In [1]:
# Going through the tutorial at the below URL: 
# https://www.christopherlovell.co.uk/blog/2016/04/27/h5py-intro.html

# Notes: 
# Just learning about command mode. Just press escape to get into it and then the key above gives all the 
# shortcuts. Pretty nice.


In [52]:
import numpy as np
import h5py

In [3]:
d1 = np.random.random(size = (1000,20))
d2 = np.random.random(size = (1000,200))  # Note that this means 1000 rows and 200 columns (rows x columns)

In [4]:
print( d1.shape, d2.shape)

(1000, 20) (1000, 200)


In [None]:
# WRITING an HDF

In [5]:
# Now we initialise the hdf file. The "w" denotes that we are writing to the file
hf = h5py.File('data.h5', 'w')

# And then we can use one of the methods associated with our hf object; create_dataset
hf.create_dataset('dataset_1', data=d1)
hf.create_dataset('dataset_2', data=d2)

# Note that running this cell multiple 

<HDF5 dataset "dataset_2": shape (1000, 200), type "<f8">

In [6]:
# And then we close the hdf file and it will write all of our work to disk. 
hf.close()

In [None]:
# READING an HDF

In [7]:
# Now we want to read the file we created: 

hf = h5py.File('data.h5', 'r')

# Then the keys() method gives us the type of hdf5 file we are looking at (what are the types?)
hf.keys()

<KeysViewHDF5 ['dataset_1', 'dataset_2']>

In [10]:
# Then we can grab the data with the get() method
n1 = hf.get('dataset_1')

In [12]:
# Convert this to an array: 
n1 = np.array(n1)
n1.shape

(1000, 20)

In [13]:
# Make sure to close it after you use the File() method
hf.close()

In [None]:
# GROUPS
# Groups are used to organize data within an HDF file. Much like a directory structure. 

In [67]:
# More fake data
d1 = np.random.random(size = (100,33))
d2 = np.random.random(size = (100,333))
d3 = np.random.random(size = (100,3333))

# Initailising an new hdf file 
hf1 = h5py.File('data1.h5', 'w')


In [68]:
# So then we make a group and can put the data into the groups just like a folder in a directory

g1 = hf1.create_group('group1')

g1.create_dataset('data1',data=d1)
g1.create_dataset('data2',data=d1)

<HDF5 dataset "data2": shape (100, 33), type "<f8">

In [69]:
# Subgroups, Using the / notation. Hmm. But does this make 2 groups or just 1? 
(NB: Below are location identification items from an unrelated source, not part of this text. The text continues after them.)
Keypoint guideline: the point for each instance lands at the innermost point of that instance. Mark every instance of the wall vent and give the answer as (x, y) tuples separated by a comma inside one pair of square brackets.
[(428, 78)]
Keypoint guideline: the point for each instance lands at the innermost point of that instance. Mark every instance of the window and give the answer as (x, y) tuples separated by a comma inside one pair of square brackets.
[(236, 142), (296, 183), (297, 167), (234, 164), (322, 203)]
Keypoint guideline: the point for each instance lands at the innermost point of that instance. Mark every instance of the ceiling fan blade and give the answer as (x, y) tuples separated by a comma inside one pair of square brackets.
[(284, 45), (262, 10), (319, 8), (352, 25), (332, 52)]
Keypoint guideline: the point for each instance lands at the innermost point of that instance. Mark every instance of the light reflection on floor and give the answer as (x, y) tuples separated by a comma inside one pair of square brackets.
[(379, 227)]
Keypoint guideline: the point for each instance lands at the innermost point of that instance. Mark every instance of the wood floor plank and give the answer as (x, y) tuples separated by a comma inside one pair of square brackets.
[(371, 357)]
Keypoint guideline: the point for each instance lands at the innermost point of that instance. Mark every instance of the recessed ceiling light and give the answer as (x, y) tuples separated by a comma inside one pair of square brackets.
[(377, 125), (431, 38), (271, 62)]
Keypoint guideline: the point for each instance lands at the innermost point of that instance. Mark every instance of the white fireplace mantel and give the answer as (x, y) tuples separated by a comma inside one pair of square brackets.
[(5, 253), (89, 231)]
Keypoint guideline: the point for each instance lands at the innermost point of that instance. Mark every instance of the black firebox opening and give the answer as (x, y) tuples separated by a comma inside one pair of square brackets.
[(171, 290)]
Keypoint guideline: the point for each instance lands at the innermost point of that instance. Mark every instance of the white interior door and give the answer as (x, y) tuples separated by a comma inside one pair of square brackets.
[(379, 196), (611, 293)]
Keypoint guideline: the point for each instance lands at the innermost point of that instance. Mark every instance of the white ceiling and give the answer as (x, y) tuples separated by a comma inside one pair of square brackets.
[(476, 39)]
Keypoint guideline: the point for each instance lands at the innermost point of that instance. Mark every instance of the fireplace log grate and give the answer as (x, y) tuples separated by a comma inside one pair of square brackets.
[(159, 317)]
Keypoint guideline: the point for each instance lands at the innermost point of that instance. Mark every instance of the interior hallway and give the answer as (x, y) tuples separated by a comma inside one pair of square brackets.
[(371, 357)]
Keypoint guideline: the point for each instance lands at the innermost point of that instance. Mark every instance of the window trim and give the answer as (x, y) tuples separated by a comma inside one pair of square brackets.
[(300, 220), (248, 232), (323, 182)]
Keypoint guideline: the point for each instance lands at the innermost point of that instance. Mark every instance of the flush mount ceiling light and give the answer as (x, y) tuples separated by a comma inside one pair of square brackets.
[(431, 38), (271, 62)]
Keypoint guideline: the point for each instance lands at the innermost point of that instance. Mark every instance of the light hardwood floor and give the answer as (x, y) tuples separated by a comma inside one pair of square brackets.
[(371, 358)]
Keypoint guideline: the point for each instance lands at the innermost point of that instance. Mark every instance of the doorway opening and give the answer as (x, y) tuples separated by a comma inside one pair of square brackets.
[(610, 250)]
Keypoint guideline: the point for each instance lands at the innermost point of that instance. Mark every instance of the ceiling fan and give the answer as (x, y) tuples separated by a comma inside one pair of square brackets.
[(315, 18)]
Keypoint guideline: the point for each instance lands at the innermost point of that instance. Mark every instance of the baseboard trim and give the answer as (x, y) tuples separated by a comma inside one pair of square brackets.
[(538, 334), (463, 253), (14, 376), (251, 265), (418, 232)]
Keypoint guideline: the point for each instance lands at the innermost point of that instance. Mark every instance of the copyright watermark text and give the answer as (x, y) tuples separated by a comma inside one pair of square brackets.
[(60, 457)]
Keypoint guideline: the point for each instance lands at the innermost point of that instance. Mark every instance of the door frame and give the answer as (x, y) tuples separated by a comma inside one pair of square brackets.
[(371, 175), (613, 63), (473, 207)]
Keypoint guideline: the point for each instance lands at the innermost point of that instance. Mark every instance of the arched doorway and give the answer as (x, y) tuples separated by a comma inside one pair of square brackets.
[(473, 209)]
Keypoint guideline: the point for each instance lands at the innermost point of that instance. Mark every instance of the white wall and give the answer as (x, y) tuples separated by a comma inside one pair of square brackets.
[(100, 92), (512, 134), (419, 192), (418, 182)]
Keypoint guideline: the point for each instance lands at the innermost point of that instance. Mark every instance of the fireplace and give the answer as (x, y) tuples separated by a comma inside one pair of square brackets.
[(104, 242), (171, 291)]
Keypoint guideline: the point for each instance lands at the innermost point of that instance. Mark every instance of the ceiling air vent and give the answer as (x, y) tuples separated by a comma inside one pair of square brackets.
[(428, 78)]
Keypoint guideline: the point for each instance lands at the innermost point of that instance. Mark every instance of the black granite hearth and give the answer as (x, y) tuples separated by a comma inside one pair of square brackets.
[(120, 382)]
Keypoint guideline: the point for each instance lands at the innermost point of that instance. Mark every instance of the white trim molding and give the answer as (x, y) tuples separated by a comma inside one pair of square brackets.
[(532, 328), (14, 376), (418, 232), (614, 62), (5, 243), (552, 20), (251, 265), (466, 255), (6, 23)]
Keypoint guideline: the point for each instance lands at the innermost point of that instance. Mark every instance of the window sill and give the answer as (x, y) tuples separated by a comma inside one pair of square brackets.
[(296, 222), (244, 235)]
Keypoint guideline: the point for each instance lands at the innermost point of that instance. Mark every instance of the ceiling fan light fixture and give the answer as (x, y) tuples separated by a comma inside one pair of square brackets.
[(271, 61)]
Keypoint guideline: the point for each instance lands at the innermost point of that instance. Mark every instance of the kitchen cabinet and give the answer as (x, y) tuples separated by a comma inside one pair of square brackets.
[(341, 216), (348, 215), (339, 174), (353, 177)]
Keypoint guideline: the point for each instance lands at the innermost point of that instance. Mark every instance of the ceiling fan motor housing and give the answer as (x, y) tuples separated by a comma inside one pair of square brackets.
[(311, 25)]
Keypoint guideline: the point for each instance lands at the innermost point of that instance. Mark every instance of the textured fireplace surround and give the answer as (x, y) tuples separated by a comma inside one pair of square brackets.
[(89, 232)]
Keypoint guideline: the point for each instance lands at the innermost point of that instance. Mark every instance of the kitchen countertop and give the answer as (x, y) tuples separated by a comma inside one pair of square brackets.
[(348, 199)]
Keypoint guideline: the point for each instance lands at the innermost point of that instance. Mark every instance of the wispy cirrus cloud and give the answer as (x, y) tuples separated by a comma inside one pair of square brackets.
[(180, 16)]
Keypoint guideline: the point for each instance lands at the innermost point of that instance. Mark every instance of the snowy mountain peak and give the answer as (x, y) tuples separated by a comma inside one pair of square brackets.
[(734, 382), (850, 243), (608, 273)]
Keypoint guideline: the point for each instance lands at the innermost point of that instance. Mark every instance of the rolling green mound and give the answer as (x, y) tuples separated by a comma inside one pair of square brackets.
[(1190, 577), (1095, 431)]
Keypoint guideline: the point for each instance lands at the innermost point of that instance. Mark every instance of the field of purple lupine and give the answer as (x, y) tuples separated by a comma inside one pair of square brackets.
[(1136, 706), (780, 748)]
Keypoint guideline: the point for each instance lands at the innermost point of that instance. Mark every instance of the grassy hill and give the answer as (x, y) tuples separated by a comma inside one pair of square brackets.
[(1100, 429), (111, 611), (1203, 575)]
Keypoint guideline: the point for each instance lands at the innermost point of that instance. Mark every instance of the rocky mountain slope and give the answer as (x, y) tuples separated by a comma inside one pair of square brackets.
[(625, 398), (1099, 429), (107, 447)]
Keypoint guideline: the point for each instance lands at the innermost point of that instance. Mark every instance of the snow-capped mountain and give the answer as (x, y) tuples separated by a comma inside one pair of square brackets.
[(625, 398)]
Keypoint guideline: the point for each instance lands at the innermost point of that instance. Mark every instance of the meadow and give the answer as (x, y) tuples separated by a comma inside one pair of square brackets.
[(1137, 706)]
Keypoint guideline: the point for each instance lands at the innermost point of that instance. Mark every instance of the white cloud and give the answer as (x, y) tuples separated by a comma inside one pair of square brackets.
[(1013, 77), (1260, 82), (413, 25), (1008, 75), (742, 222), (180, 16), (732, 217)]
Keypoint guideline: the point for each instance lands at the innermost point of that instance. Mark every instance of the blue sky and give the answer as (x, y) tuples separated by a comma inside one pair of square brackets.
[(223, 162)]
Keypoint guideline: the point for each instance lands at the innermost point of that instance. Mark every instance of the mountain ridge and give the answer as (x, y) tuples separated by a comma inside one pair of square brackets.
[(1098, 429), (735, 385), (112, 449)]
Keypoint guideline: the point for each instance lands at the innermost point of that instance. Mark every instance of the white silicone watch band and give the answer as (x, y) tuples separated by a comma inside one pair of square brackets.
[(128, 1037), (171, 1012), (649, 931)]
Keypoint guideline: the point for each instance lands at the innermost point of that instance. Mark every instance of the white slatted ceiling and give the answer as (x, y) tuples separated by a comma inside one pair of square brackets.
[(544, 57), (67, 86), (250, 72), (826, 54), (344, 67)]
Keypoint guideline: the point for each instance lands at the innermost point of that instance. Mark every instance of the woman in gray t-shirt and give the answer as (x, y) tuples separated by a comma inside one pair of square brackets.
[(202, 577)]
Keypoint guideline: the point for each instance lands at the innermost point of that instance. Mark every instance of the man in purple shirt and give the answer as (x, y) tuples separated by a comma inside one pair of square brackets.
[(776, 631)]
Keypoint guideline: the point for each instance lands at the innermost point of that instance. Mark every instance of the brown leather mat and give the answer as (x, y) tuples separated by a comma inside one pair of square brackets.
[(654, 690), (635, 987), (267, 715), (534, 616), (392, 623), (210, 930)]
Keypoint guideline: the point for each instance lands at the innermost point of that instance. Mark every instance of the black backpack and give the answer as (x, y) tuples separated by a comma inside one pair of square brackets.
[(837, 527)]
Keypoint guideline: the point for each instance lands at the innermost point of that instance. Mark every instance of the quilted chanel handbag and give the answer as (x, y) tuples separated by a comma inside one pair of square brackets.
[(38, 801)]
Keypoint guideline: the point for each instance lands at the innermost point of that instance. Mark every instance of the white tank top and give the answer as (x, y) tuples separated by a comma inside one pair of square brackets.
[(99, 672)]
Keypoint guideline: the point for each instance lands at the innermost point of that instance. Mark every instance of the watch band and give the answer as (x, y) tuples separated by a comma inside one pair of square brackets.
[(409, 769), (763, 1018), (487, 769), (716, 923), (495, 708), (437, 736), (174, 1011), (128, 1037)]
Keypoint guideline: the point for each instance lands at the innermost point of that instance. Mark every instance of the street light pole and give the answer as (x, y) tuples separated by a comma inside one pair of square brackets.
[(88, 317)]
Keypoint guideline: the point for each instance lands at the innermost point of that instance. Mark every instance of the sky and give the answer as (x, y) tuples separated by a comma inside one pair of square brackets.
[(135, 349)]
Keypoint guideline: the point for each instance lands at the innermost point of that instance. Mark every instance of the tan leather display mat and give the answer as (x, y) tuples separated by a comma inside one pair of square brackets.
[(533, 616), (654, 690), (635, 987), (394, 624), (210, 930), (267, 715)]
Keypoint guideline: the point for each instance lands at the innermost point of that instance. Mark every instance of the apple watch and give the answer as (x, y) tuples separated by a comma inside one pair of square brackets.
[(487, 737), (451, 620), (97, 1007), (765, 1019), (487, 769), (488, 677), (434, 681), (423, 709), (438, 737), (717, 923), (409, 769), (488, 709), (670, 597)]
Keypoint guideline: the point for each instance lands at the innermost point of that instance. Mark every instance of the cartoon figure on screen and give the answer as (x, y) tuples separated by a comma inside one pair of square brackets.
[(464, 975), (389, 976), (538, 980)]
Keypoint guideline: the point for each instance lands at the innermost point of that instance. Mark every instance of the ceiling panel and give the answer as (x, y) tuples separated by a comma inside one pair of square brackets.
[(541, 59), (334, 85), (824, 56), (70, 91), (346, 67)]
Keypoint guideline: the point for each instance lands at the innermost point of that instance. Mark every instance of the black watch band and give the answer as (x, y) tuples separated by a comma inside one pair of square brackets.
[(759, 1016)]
g2 = hf1.create_group('group2/subfolder')


In [70]:

g2.create_dataset('data3',data=d3)

<HDF5 dataset "data3": shape (100, 3333), type "<f8">

In [71]:
# Exploring: 

g4 = g1.create_group('group1/group3')
g4.create_dataset('data3',data=d3)
# OK. Hmm. How the directory structure works isn't clear to me. But you can create a group in a group object
# or within an hdf object. 

<HDF5 dataset "data3": shape (100, 3333), type "<f8">

In [72]:
stuff1 = g1.get('group1/group3')
# stuff2 = hf1.get('group1/group1/group3')

In [73]:
stuff1.items()
# stuff2.items()
# AHH. hard to follow but I believe using g1.create_group automatically adds group1/ to the front 
# of the name of your group. But why 

ItemsViewHDF5(<HDF5 group "/group1/group1/group3" (1 members)>)

In [74]:
stuff3 = hf1.get('group1/group1/group3')

In [75]:
print(stuff3)

<HDF5 group "/group1/group1/group3" (1 members)>


In [79]:
# Note: This is also helpful: http://docs.h5py.org/en/stable/quick.html
# Question: why isn't The items() method showing the data inside the group??

for name in hf1:
    print(name)

for name in g2:   # Not super clear on why subgroup doesn't show up here.. Only goes one level down?
    print(name)


data3


In [83]:
# You can reference the data with a directiory structure:

# if hf1['group1/group3/data3'] == 'data3':
#     print( 'yeahhhh')

print(hf1['group2/subfolder/data3'])

# Ok cool. So you can reference the dataset with this directory style. 

<HDF5 dataset "data3": shape (100, 3333), type "<f8">


In [84]:
hf1.close()


In [85]:
print(hf1['group2/subfolder/data3'])

# Now the same command won't work because I closed out the file hf1! 

ValueError: Not a location (invalid object ID)